Tentu tidak asing lagi dengan kalimat tersebut, kita dengan spontan membacanya sambil bernyanyi. Ungkapan di atas tampaknya memang tepat untuk menggambarkan sosok seorang ibu. Kasihnya tidak bisa digantikan walau dengan semua yang ada di bumi dan langit dan di antara keduanya.

Kasih ibu abadi sepanjang masa, meski beliau telah tiada. Beliau telah mengandung kita selama sembilan bulan, melahirkan kita dengan susah payah di antara hidup dan matinya, dan membesarkan kita dengan penuh kesabaran.

Tiada ucapan terimakasih yang bisa membalas perjuangannya melainkan hanya dengan bakti, taat, dan patuh kita padanya. Peran Ibu sebagai pendidik pertama bagi generasi muda belumlah sebanding dengan peran lain yang abstrak, yaitu kasih sayang.

Kasih sayang ini diwujudkan ibu dengan mengandung selama 9 bulan dan melahirkan anaknya dengan mempertaruhkan nyawa demi si buah hati yang telah dikandungnya.

Tersirat di dalam lagu yang diciptakan SM Mochtar tersebut, sangat melekat di telinga masyarakat Indonesia. Pada awalnya lagu tersebut memiliki makna yang sangat dalam bukan hanya sekadar senandung biasa.

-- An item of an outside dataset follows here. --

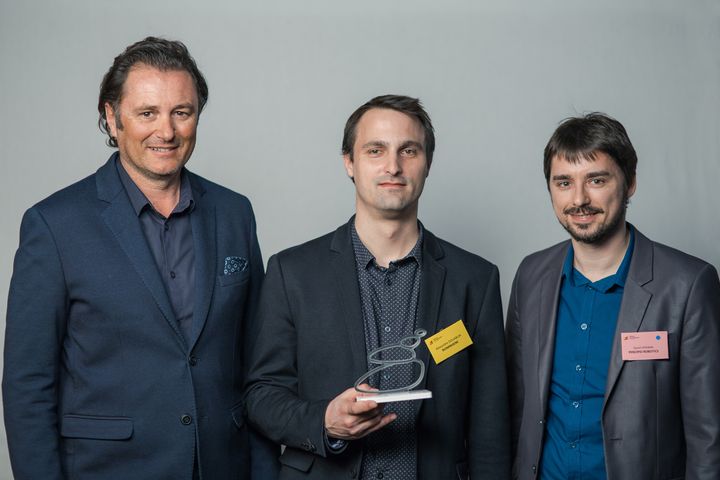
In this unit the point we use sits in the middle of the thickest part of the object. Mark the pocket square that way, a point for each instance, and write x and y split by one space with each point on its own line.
234 265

Lirik tersebut menggambarkan bahwa kasih sayang seorang ibu tak terhitung oleh waktu dan kasih sayang tersebut berlangsung hingga akhir hayatnya. Selain itu, digambarkan pula bahwa kasih sayang yang diberikan oleh seorang tidak mengharapkan imbalan/balasan dari anak-anaknya. Seorang ibu memberikan kasih sayang tersebut tanpa pamrih.

Hari ibu yang diperingati setiap tanggal 22 Desember diputuskan pada Kongres Perempuan Indonesia III pada tahun 1938. Bahkan, Presiden Soekarno menetapkan tanggal 22 Desember sebagai Hari Ibu dalam Dekrit Presiden No. 316 tahun 1959.

Setiap tanggal 22 Desember, masyarakat Indonesia menunjukan bukti kasih sayang kepada ibundanya masing-masing dengan cara dan gaya sendiri bagaimana melimpahkan cintanya kepada ibu, berupa kartu ucapan, hadiah, bunga, dan lain sebagainya. Meskipun bisa kapan saja merayakan hari ibu bahkan setiap hari, tetapi tanggal 22 Desember punya daya tarik sendiri untuk merayakan hari ibu.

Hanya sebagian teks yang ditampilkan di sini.